Time travel – A honeymoon 23 years later

My lovely people, if you would have a chance to travel in time what would you do? First, make sure you are healthy as you can’t travel when you don’t take good care of yourself.

My story feels like time travel, which is not only about machines or science fiction. Sometimes, it is about memory, longing, and dreams that refuse to die. My journey feels like time travel, back to the moment I first missed my husband in Vietnam, and forward to the day we finally lived our honeymoon there, 23 years later.

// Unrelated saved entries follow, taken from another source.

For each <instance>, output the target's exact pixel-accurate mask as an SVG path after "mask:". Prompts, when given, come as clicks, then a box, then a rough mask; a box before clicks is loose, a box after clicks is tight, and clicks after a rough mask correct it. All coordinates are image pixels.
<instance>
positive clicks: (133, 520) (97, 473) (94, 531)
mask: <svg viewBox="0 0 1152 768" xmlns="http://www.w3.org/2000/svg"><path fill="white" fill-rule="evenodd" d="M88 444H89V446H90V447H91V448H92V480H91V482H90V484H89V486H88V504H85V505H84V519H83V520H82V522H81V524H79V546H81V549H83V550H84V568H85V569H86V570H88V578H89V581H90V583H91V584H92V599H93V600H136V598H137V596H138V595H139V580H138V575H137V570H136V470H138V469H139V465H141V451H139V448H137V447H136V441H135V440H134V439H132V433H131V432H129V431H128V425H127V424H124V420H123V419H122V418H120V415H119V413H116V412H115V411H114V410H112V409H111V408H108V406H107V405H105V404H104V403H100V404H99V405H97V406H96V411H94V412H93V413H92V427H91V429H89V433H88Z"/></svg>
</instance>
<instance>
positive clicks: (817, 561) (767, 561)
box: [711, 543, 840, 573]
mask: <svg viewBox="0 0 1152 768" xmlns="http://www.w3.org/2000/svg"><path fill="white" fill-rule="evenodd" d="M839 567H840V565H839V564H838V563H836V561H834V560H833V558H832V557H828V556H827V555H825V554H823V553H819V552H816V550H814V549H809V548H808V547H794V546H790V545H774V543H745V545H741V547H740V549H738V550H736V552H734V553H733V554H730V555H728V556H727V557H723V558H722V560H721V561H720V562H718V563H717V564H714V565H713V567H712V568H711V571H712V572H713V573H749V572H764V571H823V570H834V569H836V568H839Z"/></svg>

23 years ago, 2 days before our first ‘separation’

I met my husband in Burundi during the civil war. We were young, fearless, and deeply in love. On Saturday, January 4, 2003, we married. Two days later, he left for a six months work trip to Vietnam. There was no honeymoon, only gossip and doubt from the community. People whispered that he had another wife, that our wedding meant nothing. But I trusted him. In my prayers I said: “Please God, guide him, keep him safe, and return him to me healthy.”

Communication was difficult those times. There was hardly any internet, no whatsapp or facebook. So I began to imagine Vietnam, his favourite food and restaurants, the language, the people. At school we had only learned about the Resistance War against America in the 60’s and 70’s, but I wanted to know how life continued beyond it. That dream became a leaf on my THRIVE dreamtree: Travel in time for a Vietnam honeymoon.

This month, it finally happened. Together we explored Hanoi, Da Nang, Hoi An, and finally Saigon. In Hanoi’s war museum, I felt sorrow for the destruction and admiration for the resilience and compassion of the Vietnamese people. They forgive, but they do not forget. Their kindness to foreigners is a lesson I wish many nations would learn.

The Mekong Delta, the place where my husband worked for 6 months, was our final destination. A vast labyrinth of rivers and canals, sustaining 18 million people today, just as it sheltered resistance fighters decades ago. We visited villages, markets, and farms, tasting guavas, dragonfruit, and mangoes that reminded me of my childhood in Murira, Burundi. We prayed at the Cao Dai temple which unifies many religions in the world, shared meals from fresh market produce, and glided slowly in a fisherman’s pirogue, touching the water hyacinths like a green carpet. Truly, the Mekong deserves its name: Mother River.

Nguyen Thi Kim Lai pictured by Phan Thoan

I also would like to share one story I learned about Vietnamese guerilla fighter and trained nurse Nguyen Thi Kim Lai at the Hanoi Prison Museum which touched me deeply. One day she captured a badly wounded American pilot who was hiding in the forests around Hanoi. When she saw his suffering, she instantly realised that “at that moment he was not a soldier, he was my patient, and I was his nurse.” So she tucked away her rifle and started tending to his injuries. Her compassion shows that even in war, humanity can prevail.

Vietnam taught me that dignity and forgiveness are possible even in the darkest times. Yet in today’s world, many communities – people living with HIV, sex workers, trans and queer people, people who use drugs – are still denied dignity and punished by unjust laws. Are they not human beings too? Love, respect, and access to health services are basic rights we must continue fighting for.

After 23 years, I finally lived my honeymoon in Vietnam. I did not give up on my dream. As my hero of hope Nelson Mandela said: “A winner is a dreamer who never gives up.” May his words, and Nguyen Thi Kim Lai’s compassion, inspire us all to keep dreaming, keep fighting stigma, and keep believing in peace.